Sunday 22 August 2010

Thomas Jefferson and Paint



As you can see, I am a great fan and student of Thomas Jefferson's Monticello. So it was with great interest that I read the July/August edition of Elle Decor. It features the makeover of Jefferson's dining room, which has been bathed in a subdued Wedgewood blue for more than 70 years. New research indicates that around 1815 the dining room was painted, at great expense, a chrome yellow. The yellow that Jefferson used was 33 times the cost of white paint (Imagine what Jefferson would have done with a credit card!).

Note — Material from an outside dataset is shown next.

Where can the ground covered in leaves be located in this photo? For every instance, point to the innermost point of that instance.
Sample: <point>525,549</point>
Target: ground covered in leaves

Jefferson and Monticello, the Biography of a Builder, by Jack McLaughlin, is a particularly interesting book. It talks in part about the problems of painting at Monticello. Of course Jefferson didn’t have the luxury of running to Lowe’s or Home Depot. Instead, he hired a master painter by the name of Richard Barry to come and paint for two full years. From Jefferson and Monticello comes this account:

“House painting during the late eighteenth and early nineteenth centuries took much more skill than is required in our age of manufactured paints and high-speed application techniques. Paints and varnishes were mixed by hand, and colors were created by eye. The only method of application was by brush or spatula. Like most of the building trades, painting technology had changed little in hundreds of years. Paint was made possible by the properties of certain vegetable oils, particularly linseed oil, which is derived from pressed flax seed. When most other oils are spread thin and allowed to dry, they form a sticky, gummy residue, but linseed oil will spread into a hard, tough film. If resins are added, it becomes a varnish; the addition of white lead and pigment produces paint. Master painters such as Barry were expert at mixing linseed oil, white lead, color pigment, and turpentine into a high-quality paint. They were also skilled in applying paint, not only in single colors, but in an imitation of grained wood, marble or stone. Barry painted imitation wood grain and stone at Monticello, and quite possibly artificial marble for the fireplace fascias, which were later replaced by the real thing ...”

Mr. McLaughlin also mentions that Jefferson painted some of his floors, including the entrance hallway, a grass green. It was a stylish floor treatment at the time, and a great advocate was Gilbert Stuart. He supplied Jefferson with a hand-painted “chip,” which Jefferson passed on to the house painter.